Hidayat Setiaji, CNBC Indonesia
13 July 2021 14:50
Para demonstran Pro-China memegang bendera nasional Tiongkok di pusat perbelanjaan Amoy Plaza di Teluk Kowloon, Hong Kong (14/9/2019). (REUTERS / Jorge Silva)
Foto: Para demonstran Pro-China memegang bendera nasional Tiongkok di pusat perbelanjaan Amoy Plaza di Teluk Kowloon, Hong Kong (14/9/2019). (REUTERS / Jorge Silva)
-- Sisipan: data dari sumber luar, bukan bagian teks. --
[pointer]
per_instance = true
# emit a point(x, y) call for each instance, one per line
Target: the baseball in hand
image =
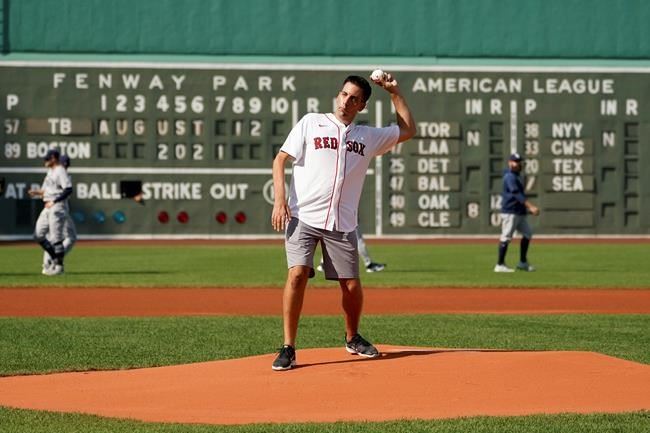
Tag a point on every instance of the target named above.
point(378, 75)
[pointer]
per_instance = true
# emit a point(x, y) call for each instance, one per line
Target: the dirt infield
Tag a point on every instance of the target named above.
point(185, 301)
point(405, 383)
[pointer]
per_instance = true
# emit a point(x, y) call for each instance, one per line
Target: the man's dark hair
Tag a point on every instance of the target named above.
point(362, 83)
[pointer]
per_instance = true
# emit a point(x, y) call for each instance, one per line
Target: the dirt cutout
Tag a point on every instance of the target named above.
point(404, 383)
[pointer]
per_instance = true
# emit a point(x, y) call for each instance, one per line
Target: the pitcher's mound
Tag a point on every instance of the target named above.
point(332, 385)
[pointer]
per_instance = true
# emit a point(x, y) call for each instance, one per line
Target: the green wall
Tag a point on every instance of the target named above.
point(430, 28)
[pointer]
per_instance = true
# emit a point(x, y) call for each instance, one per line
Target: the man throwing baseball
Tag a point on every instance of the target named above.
point(514, 207)
point(330, 156)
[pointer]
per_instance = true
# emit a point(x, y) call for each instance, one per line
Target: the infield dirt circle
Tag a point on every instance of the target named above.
point(404, 383)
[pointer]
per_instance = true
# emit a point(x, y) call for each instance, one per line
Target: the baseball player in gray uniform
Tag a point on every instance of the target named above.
point(330, 156)
point(69, 229)
point(50, 225)
point(364, 253)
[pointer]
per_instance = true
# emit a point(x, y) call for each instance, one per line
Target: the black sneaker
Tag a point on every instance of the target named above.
point(360, 346)
point(375, 267)
point(286, 359)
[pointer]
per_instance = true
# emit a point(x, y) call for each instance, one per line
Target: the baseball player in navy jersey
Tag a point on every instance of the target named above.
point(55, 190)
point(330, 156)
point(514, 208)
point(69, 229)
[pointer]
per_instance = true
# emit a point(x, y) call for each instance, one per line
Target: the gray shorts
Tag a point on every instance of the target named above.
point(511, 222)
point(340, 256)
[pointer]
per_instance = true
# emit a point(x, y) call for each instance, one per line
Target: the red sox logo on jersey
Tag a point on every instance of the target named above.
point(333, 143)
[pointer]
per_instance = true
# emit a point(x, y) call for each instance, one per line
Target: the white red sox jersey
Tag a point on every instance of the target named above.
point(56, 180)
point(331, 160)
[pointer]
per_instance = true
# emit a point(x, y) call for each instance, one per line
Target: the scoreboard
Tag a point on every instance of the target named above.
point(201, 139)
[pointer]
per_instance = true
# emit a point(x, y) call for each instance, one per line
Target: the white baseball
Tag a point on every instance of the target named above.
point(378, 75)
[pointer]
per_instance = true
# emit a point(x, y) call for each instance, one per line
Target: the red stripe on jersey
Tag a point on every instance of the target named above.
point(336, 172)
point(345, 166)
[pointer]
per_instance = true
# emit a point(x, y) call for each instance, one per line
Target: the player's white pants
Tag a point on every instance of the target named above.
point(511, 223)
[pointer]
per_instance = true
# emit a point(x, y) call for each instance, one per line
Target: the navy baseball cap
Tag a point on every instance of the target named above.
point(52, 153)
point(65, 161)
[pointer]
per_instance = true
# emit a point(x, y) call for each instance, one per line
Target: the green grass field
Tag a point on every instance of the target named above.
point(39, 345)
point(437, 265)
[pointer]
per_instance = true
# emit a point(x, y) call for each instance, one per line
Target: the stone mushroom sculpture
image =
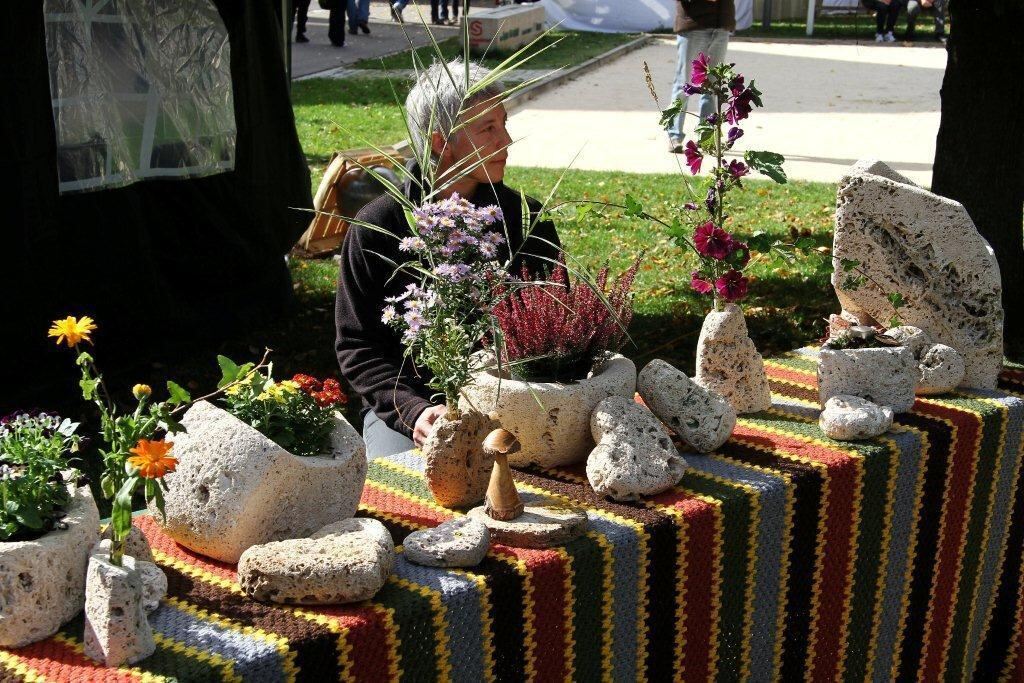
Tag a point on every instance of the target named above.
point(502, 501)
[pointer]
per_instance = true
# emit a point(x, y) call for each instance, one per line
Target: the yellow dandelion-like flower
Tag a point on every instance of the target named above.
point(72, 331)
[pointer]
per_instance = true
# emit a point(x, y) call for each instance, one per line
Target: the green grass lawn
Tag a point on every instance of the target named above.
point(553, 50)
point(859, 26)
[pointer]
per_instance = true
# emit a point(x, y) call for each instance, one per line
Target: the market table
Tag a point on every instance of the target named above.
point(784, 555)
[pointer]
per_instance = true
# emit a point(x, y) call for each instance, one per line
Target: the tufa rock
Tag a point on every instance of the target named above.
point(852, 418)
point(886, 376)
point(343, 562)
point(42, 582)
point(116, 629)
point(235, 487)
point(539, 526)
point(457, 543)
point(926, 248)
point(702, 419)
point(634, 457)
point(729, 365)
point(458, 469)
point(550, 419)
point(941, 369)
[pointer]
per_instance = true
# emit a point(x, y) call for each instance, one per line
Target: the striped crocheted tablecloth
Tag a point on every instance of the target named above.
point(783, 556)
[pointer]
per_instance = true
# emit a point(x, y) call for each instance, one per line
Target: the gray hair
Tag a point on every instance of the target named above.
point(438, 96)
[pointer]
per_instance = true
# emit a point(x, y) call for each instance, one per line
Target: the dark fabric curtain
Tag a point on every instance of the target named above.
point(160, 263)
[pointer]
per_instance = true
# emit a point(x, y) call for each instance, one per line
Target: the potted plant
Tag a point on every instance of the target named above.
point(275, 460)
point(557, 347)
point(48, 523)
point(135, 460)
point(861, 360)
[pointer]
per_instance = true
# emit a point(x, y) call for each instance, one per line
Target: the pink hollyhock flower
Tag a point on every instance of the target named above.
point(731, 286)
point(712, 241)
point(693, 157)
point(699, 285)
point(698, 70)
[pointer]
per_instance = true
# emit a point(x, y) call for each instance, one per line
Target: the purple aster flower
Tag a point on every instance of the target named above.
point(693, 157)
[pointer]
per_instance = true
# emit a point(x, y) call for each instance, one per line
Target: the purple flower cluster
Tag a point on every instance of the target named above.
point(456, 254)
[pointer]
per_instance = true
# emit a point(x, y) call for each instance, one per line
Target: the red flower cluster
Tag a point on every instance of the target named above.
point(558, 330)
point(326, 393)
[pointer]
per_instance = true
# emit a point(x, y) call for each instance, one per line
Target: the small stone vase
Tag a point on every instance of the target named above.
point(458, 468)
point(117, 631)
point(729, 365)
point(885, 376)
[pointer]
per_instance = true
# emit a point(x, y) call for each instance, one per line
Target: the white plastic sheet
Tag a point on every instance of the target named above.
point(626, 15)
point(140, 88)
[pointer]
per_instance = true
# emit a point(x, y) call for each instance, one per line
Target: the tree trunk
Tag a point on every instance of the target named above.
point(979, 155)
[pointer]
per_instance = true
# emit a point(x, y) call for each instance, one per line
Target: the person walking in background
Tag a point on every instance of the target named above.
point(914, 7)
point(358, 16)
point(300, 12)
point(702, 26)
point(886, 13)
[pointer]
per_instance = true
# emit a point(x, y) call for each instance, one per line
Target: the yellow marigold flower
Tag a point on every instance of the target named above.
point(151, 459)
point(73, 331)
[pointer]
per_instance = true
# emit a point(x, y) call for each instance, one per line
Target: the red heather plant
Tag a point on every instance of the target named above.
point(554, 330)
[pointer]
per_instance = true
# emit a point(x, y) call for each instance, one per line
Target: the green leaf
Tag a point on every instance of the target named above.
point(228, 371)
point(633, 207)
point(767, 163)
point(896, 299)
point(178, 393)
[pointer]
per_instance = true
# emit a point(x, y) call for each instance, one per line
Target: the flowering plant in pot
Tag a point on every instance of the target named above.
point(270, 460)
point(557, 347)
point(48, 523)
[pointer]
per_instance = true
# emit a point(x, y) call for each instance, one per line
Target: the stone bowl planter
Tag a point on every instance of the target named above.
point(550, 419)
point(884, 376)
point(42, 582)
point(235, 487)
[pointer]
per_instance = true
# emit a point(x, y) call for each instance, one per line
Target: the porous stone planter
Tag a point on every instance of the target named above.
point(116, 628)
point(42, 582)
point(885, 376)
point(551, 419)
point(233, 487)
point(729, 365)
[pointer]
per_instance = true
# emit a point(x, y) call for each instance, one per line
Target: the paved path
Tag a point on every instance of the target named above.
point(825, 107)
point(386, 37)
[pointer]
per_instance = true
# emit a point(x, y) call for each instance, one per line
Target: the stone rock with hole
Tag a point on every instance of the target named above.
point(634, 456)
point(541, 524)
point(458, 543)
point(116, 628)
point(702, 419)
point(729, 365)
point(346, 561)
point(42, 582)
point(852, 418)
point(457, 468)
point(233, 487)
point(885, 376)
point(940, 370)
point(550, 419)
point(926, 248)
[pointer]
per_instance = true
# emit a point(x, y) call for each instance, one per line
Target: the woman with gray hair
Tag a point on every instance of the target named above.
point(459, 130)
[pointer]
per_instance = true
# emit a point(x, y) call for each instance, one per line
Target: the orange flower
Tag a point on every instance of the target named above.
point(151, 459)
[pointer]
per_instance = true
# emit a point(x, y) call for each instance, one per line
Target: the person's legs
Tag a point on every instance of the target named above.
point(382, 440)
point(336, 27)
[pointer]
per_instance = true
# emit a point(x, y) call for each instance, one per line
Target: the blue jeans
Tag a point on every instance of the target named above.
point(358, 12)
point(713, 42)
point(381, 439)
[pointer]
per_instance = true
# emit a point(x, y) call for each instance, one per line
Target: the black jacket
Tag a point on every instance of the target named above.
point(370, 353)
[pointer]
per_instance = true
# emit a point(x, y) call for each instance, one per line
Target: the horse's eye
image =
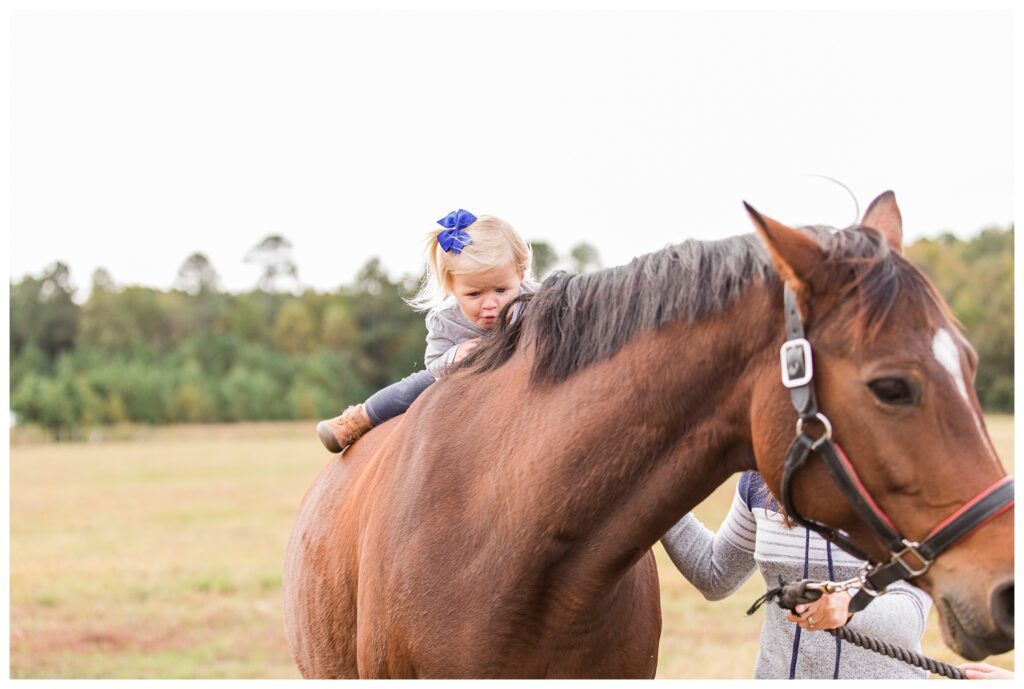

Menghadapi situasi ini, bank sentral China (PBoC) memutuskan untuk menurunkan Giro Wajib Minimum (GWM) perbankan sebesar 50 basis poin (bps). Kebijakan ini mampu menambah likuiditas perbankan sebesar CNY 1 triliun (Rp 2.236,89 triliun) yang bisa digunakan untuk menyalurkan kredit.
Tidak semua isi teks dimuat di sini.